Infosys chief executive Salil Parekh also told ET that the Bengaluru-based company has pledged to return a share of free cash flow to shareholders through a combination of dividends and buybacks over a period of five years. years.

In 2019, Infosys changed its capital allocation policy to return 85% of its free cash flow to shareholders beginning in fiscal 2020. Previously, the company distributed up to 70% of its free cash flow to its shareholders.

“Beyond that, we have a stated policy that we follow, and you may have seen that dividends have also increased significantly in fiscal year 2022 compared to the prior year. We want to continue to ensure that we also reward shareholders with dividends, as we move forward,” Parekh said.

In FY22, Infosys declared a total dividend of Rs.31 per share compared to Rs.27 per share in FY21, an increase of 14.8% per share for the year.

Including the final dividend and the recently completed buyout, the company has returned 73% of free cash flow to shareholders over the past three years as part of its capital allocation policy, management said during the briefing. announces its fourth quarter results.

Although the results of TCS and Infosys did not overwhelm analysts, the strong cash flows generated by the two companies in FY22 were seen as a strong positive for their performance for the year. 23.

According to projections prepared by IDBI Capital Senior Analyst Devang Bhatt, TCS will generate Rs 37,801 crore as free cash flow in FY23 while Infosys will generate Rs 29,739 crore for exercise.

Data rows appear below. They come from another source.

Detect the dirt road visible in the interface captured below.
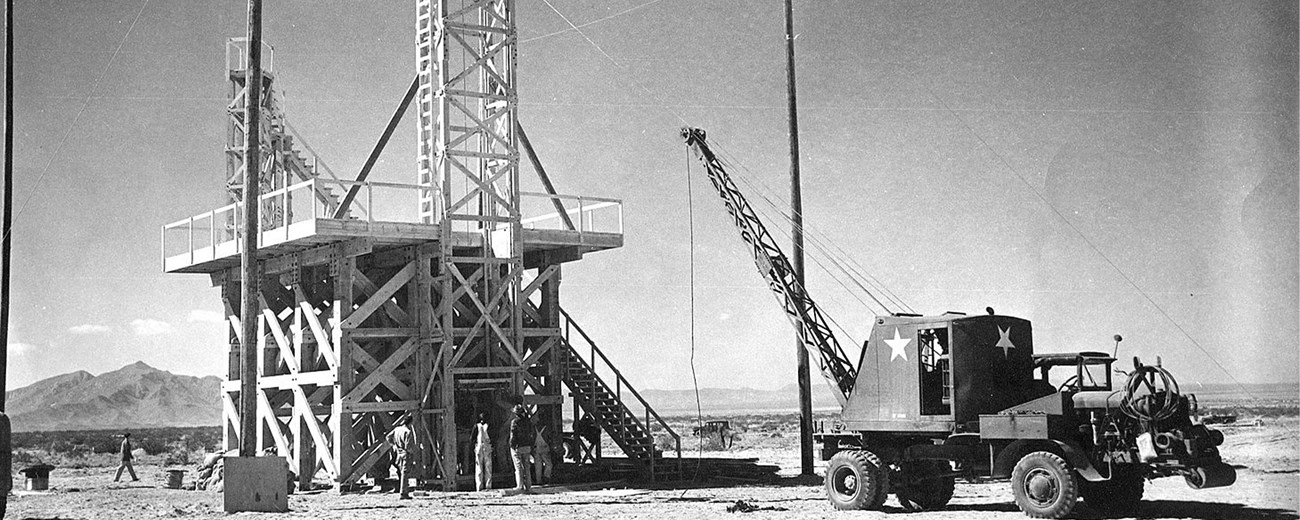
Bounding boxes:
[7,423,1300,520]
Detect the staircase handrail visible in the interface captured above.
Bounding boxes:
[559,308,681,449]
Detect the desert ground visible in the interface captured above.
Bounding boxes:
[7,417,1300,520]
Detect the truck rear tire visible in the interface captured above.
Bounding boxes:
[894,460,957,511]
[826,450,888,511]
[1079,468,1147,515]
[1011,451,1079,519]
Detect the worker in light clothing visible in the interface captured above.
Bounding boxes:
[113,433,140,482]
[510,404,536,493]
[387,415,415,501]
[533,430,551,484]
[475,413,491,491]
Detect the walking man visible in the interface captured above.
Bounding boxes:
[387,415,415,501]
[113,433,140,482]
[533,430,551,484]
[510,404,536,493]
[475,413,491,491]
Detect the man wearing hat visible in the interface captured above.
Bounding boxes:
[387,415,415,501]
[510,404,537,493]
[113,433,140,482]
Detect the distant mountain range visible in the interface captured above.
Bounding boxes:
[641,380,839,415]
[5,361,221,432]
[7,361,1300,432]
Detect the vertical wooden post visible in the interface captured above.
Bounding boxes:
[0,0,13,413]
[537,265,561,454]
[330,256,356,493]
[289,284,320,490]
[785,0,813,475]
[239,0,261,456]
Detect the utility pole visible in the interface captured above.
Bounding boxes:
[239,0,261,456]
[785,0,814,475]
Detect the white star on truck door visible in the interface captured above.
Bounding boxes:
[993,326,1015,358]
[885,326,911,361]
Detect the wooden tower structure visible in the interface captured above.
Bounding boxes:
[163,0,680,490]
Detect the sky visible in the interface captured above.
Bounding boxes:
[5,0,1300,389]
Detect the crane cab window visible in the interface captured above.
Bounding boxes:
[917,328,953,415]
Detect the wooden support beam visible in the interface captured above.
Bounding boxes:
[334,74,420,218]
[343,338,420,403]
[515,120,576,231]
[343,264,415,329]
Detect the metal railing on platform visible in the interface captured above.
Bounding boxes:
[519,191,623,234]
[161,182,623,272]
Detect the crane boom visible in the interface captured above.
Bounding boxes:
[681,127,858,407]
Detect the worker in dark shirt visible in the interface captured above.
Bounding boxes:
[113,433,140,482]
[510,404,537,493]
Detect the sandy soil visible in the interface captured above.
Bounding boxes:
[7,419,1300,520]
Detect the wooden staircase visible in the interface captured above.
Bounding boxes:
[556,309,681,480]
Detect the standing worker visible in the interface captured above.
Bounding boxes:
[387,415,415,501]
[510,404,534,493]
[533,430,551,484]
[475,413,491,491]
[113,433,139,482]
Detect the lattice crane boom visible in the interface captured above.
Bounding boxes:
[681,127,858,407]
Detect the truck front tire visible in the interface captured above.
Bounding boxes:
[1011,451,1079,519]
[826,450,889,511]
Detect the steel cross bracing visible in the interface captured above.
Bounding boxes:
[681,129,858,407]
[416,0,533,484]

On the other hand, Wipro seeks to pass 45-50% of its net income to investors through buyouts and dividends, CFO Jatin Dalal told ET.

Wipro announced final dividends in the March quarter, but the company’s board is not considering a buyout, Dalal said.

“We’ve generally made buybacks when we didn’t need as much cash on the balance sheet. So almost every time gross cash or net cash has been reasonably high, well above the current level, we have announced redemptions. Right now, I don’t think that’s the case,” he told ET.

According to the repurchase by the market regulator, the Securities and Exchange Board of India (Sebi) and the Companies Act, an offer to repurchase shares cannot be made within one year from the date of closing of the previous buyout offer.

Computer industry body Nasscom has called on Sebi and the Ministry of Commercial Affairs (MCA) to reduce this timeframe to six months, as this would give companies the option of offering buyouts if excess funds are available and in the lack of alternative investment opportunities.

The industry has also asked the government for the waiting period to be the announcement of the buyout for the buyout and not the completion of the buyout for a new buyout, as completion can take one to three months, an executive said. greater than ET.

Gopinathan added that the amount of buybacks was slightly higher than dividends in FY22 because buybacks cannot be executed every year. However, the company intends to give shareholders an equal choice in this matter.

Along with the final dividend of Rs 22 announced in its fourth quarter results, the company announced a total of Rs 43 per share for FY22, up 13% from FY21.

“So the volume we distribute is based on free cash flow, net of acquisitions and investments. So really, the excess capital that we generate in a year and the mechanisms that we use will continue to evolve as the regulatory structure changes,” he said. “We don’t predetermine what the channel is.”